In altre parole, se un ospedale ha dei politici importanti a supporto può sperare di avere un numero consistente di medici. In caso contrario si deve arrangiare.

A quel punto ho deciso di fermarmi un attimo a pregare insieme con lui. Ho notato che gli scorrevano le lacrime sul volto…

Vi chiedo quindi stamani di offrire una piccola preghiera per questa persona e un’altra ancora per chi è ammalato.

Non vi dimenticate poi che oggi è la festa di San Giovanni Paolo II. Siamo tutti sballottati, in questo momento, anche come “chiesa”. Chi dice una cosa e chi un’altra. Anche le affermazioni del Papa vengono contestate da più parti per cui c’è una grande confusione in giro.

Che il Signore ci aiuti.

112. IN CAMMINO – Sono tornato…

Sono tornato da Roma depresso e anche un po’ angosciato.

Depresso perché gli incontri non sono andati bene. Non perché ci siano stati alterchi o contestazioni quanto perché le difficoltà economiche di questi ultimi mesi hanno determinato forti contrazioni finanziarie che, stante il mio compito di revisore dei conti, ho dovuto segnalare a voce e per scritto ai consiglieri.

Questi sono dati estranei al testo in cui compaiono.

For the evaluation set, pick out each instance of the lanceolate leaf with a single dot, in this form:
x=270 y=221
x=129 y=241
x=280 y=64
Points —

Queste contrazioni, che nel linguaggio tecnico si chiamano “sofferenze” in quanto sono determinate da mancate entrate, sono così consistenti che potrebbero portare nel giro di poco tempo al licenziamento dei dipendenti e al fallimento!

D’altra parte i consiglieri non riescono a individuare soluzioni: se un albergo, ad esempio, a causa del virus non lavora non può pagare né i dipendenti né l’affitto. Ma la società proprietaria deve però pagare ugualmente le tasse.

Sono tornato anche angosciato perché a Roma le precauzioni anti virus sono un optional – ho assistito in diretta anche a una rissa fra mascherati e non -per cui, non essendo un cuor di leone, mi sono preoccupato sia per me che per voi.